Working women earn almost three times what their mothers did at the same age about 40 years ago, though most still make less than men at the time when adjusted for inflation, according to a report by Pew Charitable Trusts.
Researchers at the Washington-based nonprofit said the study is the first direct comparison of women in their prime working years, about age 40, with their counterparts a generation ago. Women today work 10 hours more per week and earn $9 more per hour, according to the report released Tuesday.
“These findings emphasize the importance of women’s earnings for family financial security and upward mobility,” Erin Currier, who directs Pew’s economic mobility research, said in a statement. “But given women’s lower wages relative to men, families still don’t fully benefit from their work.”
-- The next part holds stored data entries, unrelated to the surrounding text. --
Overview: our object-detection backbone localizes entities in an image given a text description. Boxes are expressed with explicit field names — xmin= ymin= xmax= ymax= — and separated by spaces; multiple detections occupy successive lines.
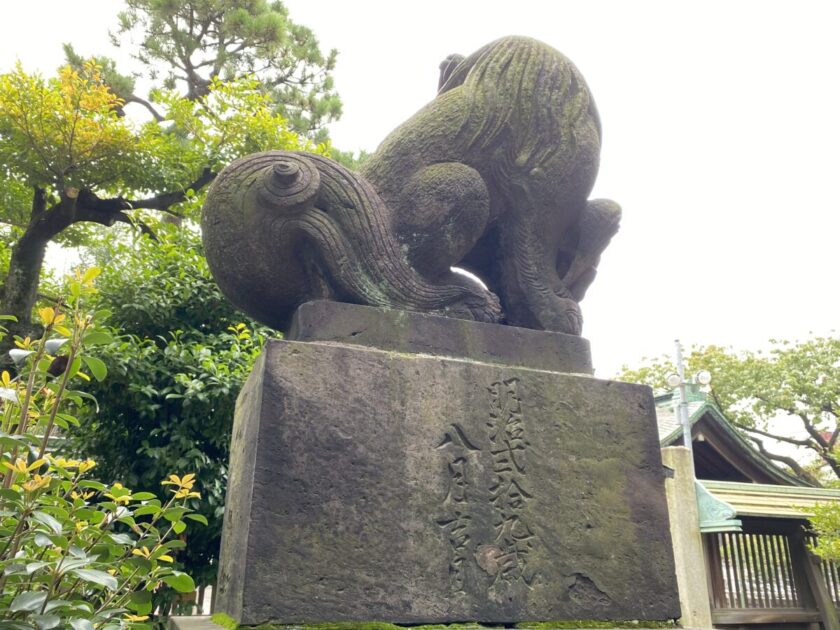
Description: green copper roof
xmin=702 ymin=480 xmax=840 ymax=519
xmin=696 ymin=481 xmax=742 ymax=532
xmin=654 ymin=390 xmax=811 ymax=487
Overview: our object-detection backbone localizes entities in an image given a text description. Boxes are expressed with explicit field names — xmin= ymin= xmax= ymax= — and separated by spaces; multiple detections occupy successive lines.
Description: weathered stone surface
xmin=201 ymin=36 xmax=621 ymax=336
xmin=169 ymin=618 xmax=222 ymax=630
xmin=169 ymin=616 xmax=688 ymax=630
xmin=288 ymin=301 xmax=592 ymax=374
xmin=216 ymin=338 xmax=679 ymax=625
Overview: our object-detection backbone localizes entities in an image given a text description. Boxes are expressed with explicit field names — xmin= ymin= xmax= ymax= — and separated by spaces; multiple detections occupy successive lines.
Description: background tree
xmin=329 ymin=147 xmax=371 ymax=171
xmin=810 ymin=502 xmax=840 ymax=561
xmin=2 ymin=0 xmax=340 ymax=342
xmin=68 ymin=225 xmax=270 ymax=586
xmin=619 ymin=336 xmax=840 ymax=484
xmin=0 ymin=60 xmax=313 ymax=345
xmin=0 ymin=0 xmax=346 ymax=585
xmin=71 ymin=0 xmax=341 ymax=140
xmin=0 ymin=61 xmax=157 ymax=343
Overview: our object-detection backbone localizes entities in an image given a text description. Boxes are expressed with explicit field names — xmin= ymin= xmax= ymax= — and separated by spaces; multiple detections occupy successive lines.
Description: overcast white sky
xmin=2 ymin=1 xmax=838 ymax=378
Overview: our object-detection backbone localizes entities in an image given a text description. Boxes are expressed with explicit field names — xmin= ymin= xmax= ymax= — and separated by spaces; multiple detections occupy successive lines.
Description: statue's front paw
xmin=469 ymin=291 xmax=503 ymax=324
xmin=542 ymin=298 xmax=582 ymax=335
xmin=442 ymin=290 xmax=503 ymax=324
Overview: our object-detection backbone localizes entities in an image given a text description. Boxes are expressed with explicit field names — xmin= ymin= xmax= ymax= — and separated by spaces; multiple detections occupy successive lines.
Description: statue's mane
xmin=440 ymin=36 xmax=601 ymax=178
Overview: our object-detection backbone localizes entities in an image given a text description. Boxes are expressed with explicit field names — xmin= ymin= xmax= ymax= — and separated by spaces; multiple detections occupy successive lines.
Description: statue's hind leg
xmin=394 ymin=162 xmax=492 ymax=279
xmin=388 ymin=162 xmax=502 ymax=322
xmin=495 ymin=180 xmax=584 ymax=334
xmin=497 ymin=226 xmax=583 ymax=334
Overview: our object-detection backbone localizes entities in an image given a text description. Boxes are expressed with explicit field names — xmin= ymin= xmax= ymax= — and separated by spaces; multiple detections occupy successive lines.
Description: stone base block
xmin=216 ymin=311 xmax=679 ymax=625
xmin=171 ymin=616 xmax=691 ymax=630
xmin=288 ymin=301 xmax=593 ymax=374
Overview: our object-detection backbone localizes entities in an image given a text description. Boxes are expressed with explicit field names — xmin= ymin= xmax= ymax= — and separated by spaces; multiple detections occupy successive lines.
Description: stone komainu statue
xmin=202 ymin=36 xmax=620 ymax=335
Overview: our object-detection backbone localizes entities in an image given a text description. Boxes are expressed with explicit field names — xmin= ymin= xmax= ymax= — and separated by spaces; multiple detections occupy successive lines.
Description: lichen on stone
xmin=213 ymin=619 xmax=677 ymax=630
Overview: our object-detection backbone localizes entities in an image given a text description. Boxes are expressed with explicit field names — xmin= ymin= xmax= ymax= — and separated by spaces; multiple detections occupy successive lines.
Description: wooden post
xmin=703 ymin=532 xmax=726 ymax=608
xmin=793 ymin=529 xmax=840 ymax=630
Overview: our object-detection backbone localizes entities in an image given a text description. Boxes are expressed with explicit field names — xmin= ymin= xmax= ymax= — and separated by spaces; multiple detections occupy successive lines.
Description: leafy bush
xmin=810 ymin=502 xmax=840 ymax=561
xmin=72 ymin=227 xmax=269 ymax=586
xmin=0 ymin=270 xmax=202 ymax=629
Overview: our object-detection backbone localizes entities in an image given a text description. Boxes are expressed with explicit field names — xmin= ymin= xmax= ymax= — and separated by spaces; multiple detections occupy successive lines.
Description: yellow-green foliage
xmin=0 ymin=61 xmax=318 ymax=232
xmin=0 ymin=62 xmax=142 ymax=191
xmin=153 ymin=76 xmax=327 ymax=192
xmin=212 ymin=613 xmax=240 ymax=630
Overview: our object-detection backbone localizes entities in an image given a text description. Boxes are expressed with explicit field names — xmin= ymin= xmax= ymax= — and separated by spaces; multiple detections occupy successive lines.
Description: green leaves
xmin=81 ymin=356 xmax=107 ymax=382
xmin=130 ymin=492 xmax=157 ymax=501
xmin=811 ymin=501 xmax=840 ymax=561
xmin=10 ymin=591 xmax=48 ymax=612
xmin=70 ymin=226 xmax=269 ymax=586
xmin=70 ymin=569 xmax=118 ymax=590
xmin=161 ymin=571 xmax=195 ymax=593
xmin=185 ymin=513 xmax=208 ymax=526
xmin=0 ymin=62 xmax=140 ymax=191
xmin=154 ymin=75 xmax=314 ymax=179
xmin=32 ymin=511 xmax=63 ymax=534
xmin=83 ymin=331 xmax=114 ymax=346
xmin=128 ymin=590 xmax=153 ymax=615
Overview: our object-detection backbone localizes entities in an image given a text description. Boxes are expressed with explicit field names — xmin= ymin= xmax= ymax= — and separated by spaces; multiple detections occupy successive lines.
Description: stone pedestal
xmin=216 ymin=303 xmax=680 ymax=625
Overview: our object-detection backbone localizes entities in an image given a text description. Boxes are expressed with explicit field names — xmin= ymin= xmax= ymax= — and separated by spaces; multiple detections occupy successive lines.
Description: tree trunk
xmin=0 ymin=177 xmax=215 ymax=363
xmin=0 ymin=228 xmax=50 ymax=368
xmin=2 ymin=229 xmax=49 ymax=327
xmin=0 ymin=187 xmax=130 ymax=329
xmin=0 ymin=190 xmax=53 ymax=354
xmin=0 ymin=188 xmax=71 ymax=363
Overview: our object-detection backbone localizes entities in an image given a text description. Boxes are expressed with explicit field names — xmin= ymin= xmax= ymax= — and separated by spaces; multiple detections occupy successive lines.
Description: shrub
xmin=0 ymin=269 xmax=202 ymax=629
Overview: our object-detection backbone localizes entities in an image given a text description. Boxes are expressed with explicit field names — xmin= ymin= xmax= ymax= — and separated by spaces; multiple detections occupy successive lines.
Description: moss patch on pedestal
xmin=212 ymin=613 xmax=678 ymax=630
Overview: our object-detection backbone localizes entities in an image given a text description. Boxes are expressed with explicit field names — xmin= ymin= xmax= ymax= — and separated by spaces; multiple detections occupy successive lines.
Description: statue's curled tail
xmin=201 ymin=151 xmax=501 ymax=331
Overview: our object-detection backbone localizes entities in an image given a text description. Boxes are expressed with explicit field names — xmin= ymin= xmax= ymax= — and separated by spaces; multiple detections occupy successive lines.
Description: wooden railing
xmin=820 ymin=558 xmax=840 ymax=608
xmin=704 ymin=518 xmax=840 ymax=628
xmin=711 ymin=530 xmax=802 ymax=608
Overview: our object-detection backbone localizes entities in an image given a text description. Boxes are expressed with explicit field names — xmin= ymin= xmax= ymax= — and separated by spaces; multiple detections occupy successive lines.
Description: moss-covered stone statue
xmin=202 ymin=36 xmax=620 ymax=335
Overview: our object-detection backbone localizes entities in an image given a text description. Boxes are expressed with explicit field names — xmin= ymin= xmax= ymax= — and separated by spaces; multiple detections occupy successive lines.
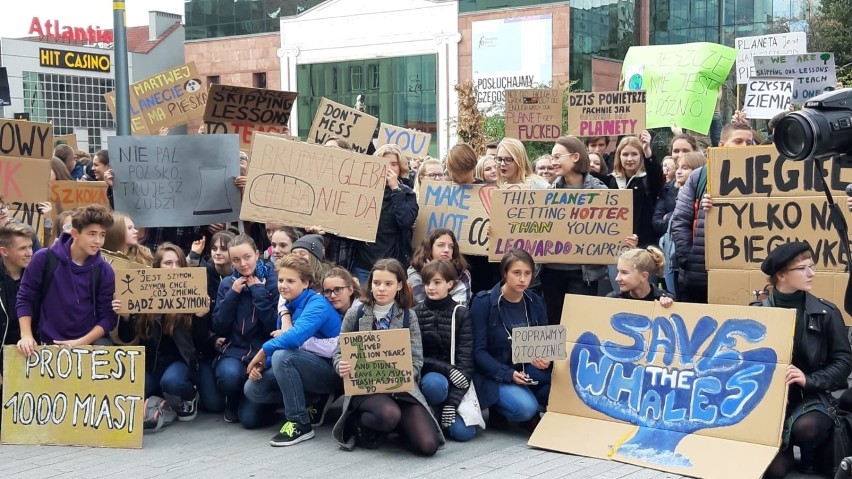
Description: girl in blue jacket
xmin=212 ymin=234 xmax=279 ymax=427
xmin=470 ymin=248 xmax=551 ymax=431
xmin=244 ymin=254 xmax=342 ymax=447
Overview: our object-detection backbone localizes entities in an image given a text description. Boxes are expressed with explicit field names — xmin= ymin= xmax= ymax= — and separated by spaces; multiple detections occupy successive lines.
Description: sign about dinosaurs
xmin=339 ymin=329 xmax=414 ymax=396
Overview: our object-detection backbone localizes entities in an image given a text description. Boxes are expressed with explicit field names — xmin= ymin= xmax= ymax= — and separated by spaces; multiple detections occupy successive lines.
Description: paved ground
xmin=0 ymin=409 xmax=828 ymax=478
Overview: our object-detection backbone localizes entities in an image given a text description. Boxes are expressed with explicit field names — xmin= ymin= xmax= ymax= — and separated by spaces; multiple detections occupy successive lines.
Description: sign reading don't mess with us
xmin=39 ymin=47 xmax=111 ymax=73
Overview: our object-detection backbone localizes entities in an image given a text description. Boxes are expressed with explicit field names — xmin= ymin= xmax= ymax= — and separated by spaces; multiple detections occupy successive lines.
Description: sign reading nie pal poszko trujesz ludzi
xmin=109 ymin=134 xmax=243 ymax=228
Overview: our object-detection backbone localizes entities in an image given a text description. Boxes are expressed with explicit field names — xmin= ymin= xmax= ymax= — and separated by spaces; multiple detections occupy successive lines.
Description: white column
xmin=435 ymin=32 xmax=461 ymax=160
xmin=278 ymin=46 xmax=300 ymax=134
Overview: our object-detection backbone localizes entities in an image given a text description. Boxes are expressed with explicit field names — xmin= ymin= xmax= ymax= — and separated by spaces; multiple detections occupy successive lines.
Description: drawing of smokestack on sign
xmin=248 ymin=174 xmax=315 ymax=215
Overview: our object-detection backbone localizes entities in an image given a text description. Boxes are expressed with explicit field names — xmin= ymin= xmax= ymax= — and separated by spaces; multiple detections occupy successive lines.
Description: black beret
xmin=761 ymin=242 xmax=811 ymax=276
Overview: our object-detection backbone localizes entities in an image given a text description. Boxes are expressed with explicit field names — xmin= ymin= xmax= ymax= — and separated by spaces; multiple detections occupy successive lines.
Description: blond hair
xmin=375 ymin=143 xmax=410 ymax=179
xmin=619 ymin=246 xmax=666 ymax=276
xmin=614 ymin=136 xmax=646 ymax=179
xmin=496 ymin=138 xmax=537 ymax=185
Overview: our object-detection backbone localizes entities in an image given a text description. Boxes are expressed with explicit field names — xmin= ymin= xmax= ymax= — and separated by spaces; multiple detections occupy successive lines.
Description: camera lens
xmin=775 ymin=115 xmax=814 ymax=161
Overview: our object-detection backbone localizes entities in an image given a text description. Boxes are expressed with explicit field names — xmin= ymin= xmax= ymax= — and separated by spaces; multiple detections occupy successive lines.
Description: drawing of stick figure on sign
xmin=121 ymin=274 xmax=135 ymax=294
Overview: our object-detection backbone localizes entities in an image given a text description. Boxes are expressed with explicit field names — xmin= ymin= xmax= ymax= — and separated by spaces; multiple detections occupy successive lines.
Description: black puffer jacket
xmin=610 ymin=155 xmax=663 ymax=247
xmin=671 ymin=167 xmax=706 ymax=286
xmin=652 ymin=179 xmax=678 ymax=236
xmin=752 ymin=292 xmax=852 ymax=408
xmin=414 ymin=296 xmax=474 ymax=410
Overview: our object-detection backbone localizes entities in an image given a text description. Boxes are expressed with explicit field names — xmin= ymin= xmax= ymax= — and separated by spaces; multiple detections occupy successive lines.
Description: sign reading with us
xmin=530 ymin=296 xmax=793 ymax=479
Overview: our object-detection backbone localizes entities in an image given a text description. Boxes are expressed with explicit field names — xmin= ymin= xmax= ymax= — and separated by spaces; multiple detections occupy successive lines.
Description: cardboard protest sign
xmin=567 ymin=91 xmax=646 ymax=137
xmin=504 ymin=89 xmax=563 ymax=142
xmin=754 ymin=53 xmax=838 ymax=104
xmin=104 ymin=90 xmax=151 ymax=136
xmin=413 ymin=181 xmax=493 ymax=256
xmin=529 ymin=295 xmax=793 ymax=479
xmin=102 ymin=250 xmax=146 ymax=270
xmin=511 ymin=325 xmax=567 ymax=363
xmin=116 ymin=267 xmax=208 ymax=314
xmin=307 ymin=97 xmax=378 ymax=154
xmin=241 ymin=134 xmax=386 ymax=242
xmin=621 ymin=42 xmax=736 ymax=134
xmin=203 ymin=85 xmax=297 ymax=151
xmin=376 ymin=123 xmax=431 ymax=160
xmin=742 ymin=77 xmax=793 ymax=120
xmin=734 ymin=32 xmax=806 ymax=84
xmin=49 ymin=181 xmax=110 ymax=214
xmin=705 ymin=145 xmax=852 ymax=324
xmin=488 ymin=188 xmax=633 ymax=264
xmin=0 ymin=118 xmax=53 ymax=240
xmin=129 ymin=62 xmax=207 ymax=131
xmin=339 ymin=329 xmax=414 ymax=396
xmin=54 ymin=134 xmax=78 ymax=151
xmin=1 ymin=345 xmax=145 ymax=449
xmin=110 ymin=134 xmax=242 ymax=228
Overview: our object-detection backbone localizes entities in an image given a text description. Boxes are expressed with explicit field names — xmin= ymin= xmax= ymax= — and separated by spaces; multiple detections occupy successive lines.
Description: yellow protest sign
xmin=530 ymin=295 xmax=793 ymax=479
xmin=104 ymin=90 xmax=150 ymax=136
xmin=116 ymin=267 xmax=208 ymax=314
xmin=488 ymin=188 xmax=633 ymax=264
xmin=413 ymin=181 xmax=493 ymax=256
xmin=339 ymin=329 xmax=414 ymax=396
xmin=1 ymin=345 xmax=145 ymax=449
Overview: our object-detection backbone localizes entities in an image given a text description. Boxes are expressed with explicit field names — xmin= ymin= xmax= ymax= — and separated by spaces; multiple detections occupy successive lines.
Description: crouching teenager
xmin=244 ymin=254 xmax=342 ymax=447
xmin=17 ymin=205 xmax=116 ymax=355
xmin=332 ymin=259 xmax=444 ymax=455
Today, four times more women are employed full time, according to the report. They work an average of 34 hours per week for $19 an hour, or $34,400 per year, the data show. That’s up from a generation ago, when women worked 24 hours a week for the equivalent of $10 per hour, or $12,500 per year.
Forty-seven percent of women today earn more than their fathers did four decades ago, while 70 percent of sons do. Men’s wages remain “the more important contributing factor to higher family income among couples,” according to the report.
The study used income, earnings and wage data, adjusted to 2009 dollars, from the Panel Study of Income Dynamics, conducted by the University of Michigan. Data from 2000 to 2008 was compared with figures from 1968 to 1972.